Huff will still join Jurgensen and Michael in the booth for the Redskins’ eight home games as well as two on the road, against the rival Giants and Cowboys, but his curtailed schedule is an acknowledgment, in a roundabout way, that he has lost a step in recent years. “Everything ends in sports,” he said recently, and lowered his voice. “Everything ends in sports.”

That doesn’t mean he’s at peace with the decision. “I don’t understand it all,” he said one July day, not long after the Redskins’ flagship radio station, ESPN 980, announced his reduced schedule.

He sat behind a desk in his Middleburg office, just a few miles from his farm and stables, smack dab in the center of Virginia horse country. From here, he still runs a business: He is chief executive of the West Virginia Breeders Classics, the October thoroughbred races in Charles Town he started 25 years ago with Carol Holden, his longtime domestic and professional partner. This is where he reports most days, normally after breakfast at the Red Fox Inn, the downtown standby where patrons approach him and he approaches patrons, talking so frequently about football.

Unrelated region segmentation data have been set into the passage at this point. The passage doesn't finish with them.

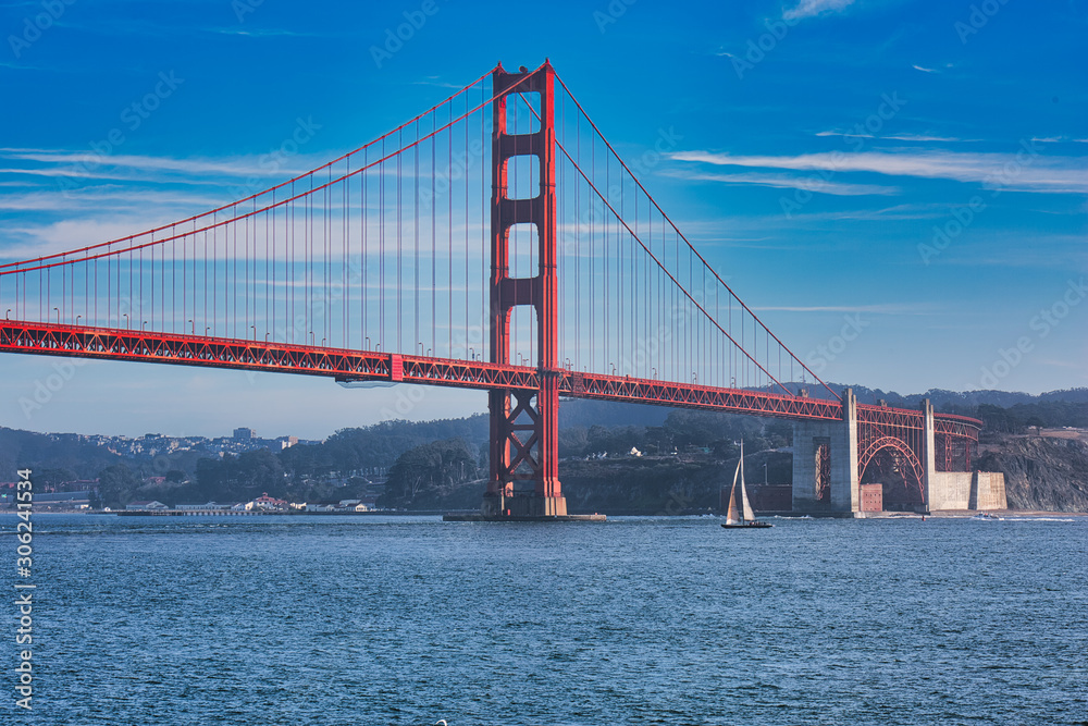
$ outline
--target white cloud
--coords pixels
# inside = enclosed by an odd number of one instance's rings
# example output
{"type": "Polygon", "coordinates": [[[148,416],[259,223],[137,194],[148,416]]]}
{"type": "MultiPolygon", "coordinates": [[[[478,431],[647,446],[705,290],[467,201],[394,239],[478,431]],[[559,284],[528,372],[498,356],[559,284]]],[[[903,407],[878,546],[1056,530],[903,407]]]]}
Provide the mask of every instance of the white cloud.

“I have a listening audience that other people don’t have,” Huff said. “They say, ‘We love you and Sonny.’ ”

Sonny and Sam. The Redskins open a new era Sunday, when rookie quarterback Robert Griffin III makes the first start of his highly anticipated career. For three decades, such a development would have been overseen by Sonny and Sam, who have served as judge and jury of the Redskins since Jurgensen first joined Huff in the radio booth at WMAL for the 1981 season. The pair worked first with play-by-play man Frank Herzog, and since 2004 they have been paired with Michael. Though each began his playing career in another city — Jurgensen in Philadelphia with the Eagles, Huff in New York with the Giants — they arrived by trade in 1964, and are so closely linked in team lore that two years ago the franchise produced a documentary on them and called it, “Brothers of the Legacy.”